Avis en a été donné aux avocats constitués qui ne s’y sont pas opposés.
Madame Sophie GUILLARME, 1ère Vice-présidente adjointe, statuant en juge unique,
assistée de Monsieur Christian GUINAND, Greffier principal,
DÉBATS
A l’audience du 14 Octobre 2024,tenue en audience publique, avis a été donné aux avocats des parties que la décision serait rendue par mise à disposition au greffe le 19 décembre 2024.
JUGEMENT
Rendu par mise à disposition au greffe
Contradictoire
en premier ressort
FAITS ET PROCEDURE
Par acte sous seing privé du 6 décembre 2013, Mme [H] [J], veuve [N], et M. [L] [N], auxquels vient aux droits la SCI Pasunnom, ont donné à bail renouvelé à la SARL Lunette Optic un local à usage commercial situé [Adresse 1], pour une durée de 9 années à compter du 1er janvier 2014 jusqu’au 31 décembre 2022et moyennant le versement d’un loyer annuel de 51 600 euros HC.

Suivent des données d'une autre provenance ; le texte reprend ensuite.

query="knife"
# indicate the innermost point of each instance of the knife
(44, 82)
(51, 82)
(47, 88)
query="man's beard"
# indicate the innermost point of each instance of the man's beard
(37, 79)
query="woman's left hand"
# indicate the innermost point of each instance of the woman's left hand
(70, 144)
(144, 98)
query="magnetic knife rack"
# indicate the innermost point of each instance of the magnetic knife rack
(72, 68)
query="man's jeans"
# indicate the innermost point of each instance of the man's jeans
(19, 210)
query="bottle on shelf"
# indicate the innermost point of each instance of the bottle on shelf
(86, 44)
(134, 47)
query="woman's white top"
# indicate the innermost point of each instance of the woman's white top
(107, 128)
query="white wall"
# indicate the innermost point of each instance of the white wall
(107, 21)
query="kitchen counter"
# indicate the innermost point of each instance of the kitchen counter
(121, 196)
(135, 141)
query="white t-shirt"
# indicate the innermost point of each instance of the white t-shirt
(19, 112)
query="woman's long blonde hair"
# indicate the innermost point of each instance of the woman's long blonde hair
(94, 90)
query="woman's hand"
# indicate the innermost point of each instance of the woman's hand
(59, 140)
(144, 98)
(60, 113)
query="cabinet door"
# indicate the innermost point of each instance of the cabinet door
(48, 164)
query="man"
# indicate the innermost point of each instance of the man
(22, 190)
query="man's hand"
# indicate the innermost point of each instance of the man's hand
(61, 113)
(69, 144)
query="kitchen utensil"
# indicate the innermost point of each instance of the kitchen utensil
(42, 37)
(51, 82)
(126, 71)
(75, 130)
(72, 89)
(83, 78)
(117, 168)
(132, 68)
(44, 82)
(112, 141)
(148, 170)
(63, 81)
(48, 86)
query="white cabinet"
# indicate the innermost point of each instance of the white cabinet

Par lettre recommandée avec accusé de réception du 30 mars 2021la société SCI Pasunnom a mis en demeure la société Lunette Optic de payer la somme de 18 000 euros au titre de l’arriéré lcoatif.
Par lettre recommandée avec accusé de réception du 31 mars 2021, la société Lunette Optic a rappelé à sa bailleresse les difficultés rencontrées en raison de la crise sanitaire et son absence de retour face aux demandes de remise de loyers pour la première fermeture de mars 2020 ; elle annonçait également avoir procédé à un virement partiel de 2 500 euros pour le règlement du mois de février 2021.

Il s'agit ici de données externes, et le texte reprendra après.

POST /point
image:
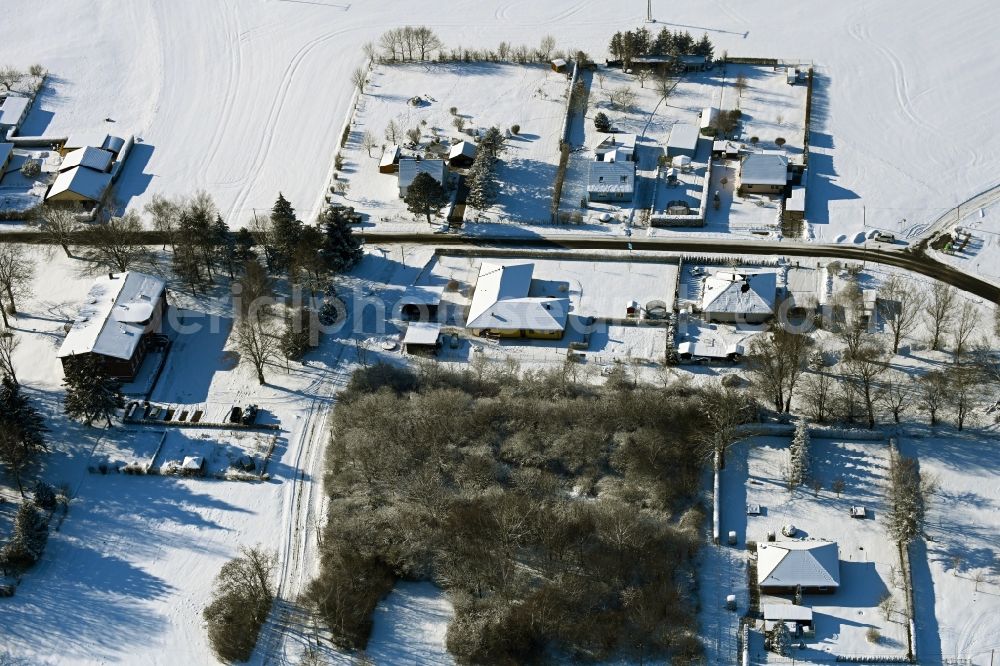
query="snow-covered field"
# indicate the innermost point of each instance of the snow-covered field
(532, 96)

Par lettre recommandée avec accusé de réception du 28 avril 2021, l’avocat de la SCI Pasunnom a de nouveau mis en demeure la société Lunette Optic de régler un arriéré locatif de 18 552,83 euros pour la période du 1er janvier au 1er avril 2021.
Par lettre du 14 mai 2021, il a été répondu à la société SCI Pasunnom que son décompte était erroné puisqu’il ne prenait pas en compte tous les versements effectués par la société Lunette Optic. Invoquant en outre les périodes de fermeture gouvernementale et les restrictions imposées aux commerces, la preneuse a invoqué le caractère contestable des loyers et charges des périodes du 15 mars au 11 mai 2020, du 30 octobre au 27 novembre 2020 et du 20 mars au 3 mai 2021, invitant la bailleresse à trouver une issue amiable.

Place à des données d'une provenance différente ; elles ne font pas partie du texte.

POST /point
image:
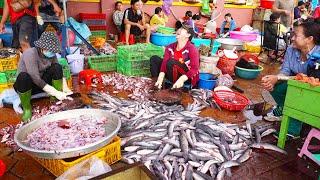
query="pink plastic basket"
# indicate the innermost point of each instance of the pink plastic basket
(245, 36)
(232, 101)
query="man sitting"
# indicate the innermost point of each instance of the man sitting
(134, 22)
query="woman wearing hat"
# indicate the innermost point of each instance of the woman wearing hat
(38, 70)
(180, 62)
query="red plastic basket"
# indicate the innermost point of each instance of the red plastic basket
(97, 28)
(267, 4)
(232, 101)
(84, 16)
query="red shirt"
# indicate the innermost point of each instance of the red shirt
(316, 13)
(188, 55)
(14, 16)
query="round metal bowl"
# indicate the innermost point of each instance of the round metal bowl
(112, 128)
(229, 44)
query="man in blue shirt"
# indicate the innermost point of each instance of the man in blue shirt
(305, 42)
(297, 10)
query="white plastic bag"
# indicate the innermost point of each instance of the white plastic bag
(10, 96)
(86, 169)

La société SCI Pasunnom n’ayant pas donné suite à ce courrier, par acte extra judiciaire délivré le 29 mars 2022, la SARL Lunette Optic l’a faite assigner devant le tribunal judiciaire de Paris demandant à celui-ci de :
“Sur les loyers Covid
— Juger qu’en raison de l’impossibilité d’exécuter le contrat de bail, de l’exception d’inexécution et de la perte partielle des locaux loués, les loyers, charges, taxes et accessoires ne sont pas dus par la société Lunette Optic à la société SCI Pasunnom pour les périodes suivantes :
* du 15 mars au 11 mai 2020,
* du 30 octobre au 29 novembre 2020,
* du 20 mars 2021 jusqu’au 18 mai 2021.
— Juger que la société Lunette Optic n’est pas redevable de 5 mois de loyers, charges et taxes du 15 mars au 11 mai 2020, puis du 30 octobre au 29 novembre 2020 et enfin du 20 mars au 19 mai 2021, correspondant aux périodes de fermeture et ou de confinement des populations, soit la somme de 25.764,27 €.
— Condamner la société SCI Pasunnom à payer à la société Lunette Optic la somme de 10.679,95 € au titre des loyers, charges et taxes payés indûment pendant les périodes de fermetures des locaux et de confinement des populations précitées.
Sur la réduction du loyer en raison de l’impossibilité d’utiliser une partie des locaux loués
— Juger qu’en raison de l’impossibilité pour la société Lunette Optic d’utiliser le sous-sol inclus dans l’assiette du bail, constituant une perte partielle de la chose louée, il convient de diminuer le loyer de 50% sur l’année 2021 et sur les loyers à venir.
— Par conséquent, condamner la société SCI Pasunnom à rembourser à la société Lunette Optic la somme de 28.005,66 €.
A titre subsidiaire, en cas d’existence d’un arriéré locatif
— Accorder à la société Lunette Optic 24 mois de délais pour régler son éventuel arriéré locatif incontestable.
— Dire que l’échéancier ne commencera à courir qu’un mois après la signification de l’ordonnance.
— Juger qu’en cas de non-respect de l’échéancier, l’intégralité des sommes ne sera due qu’après une mise en demeure restée infructueuse pendant un délai de 15 jours.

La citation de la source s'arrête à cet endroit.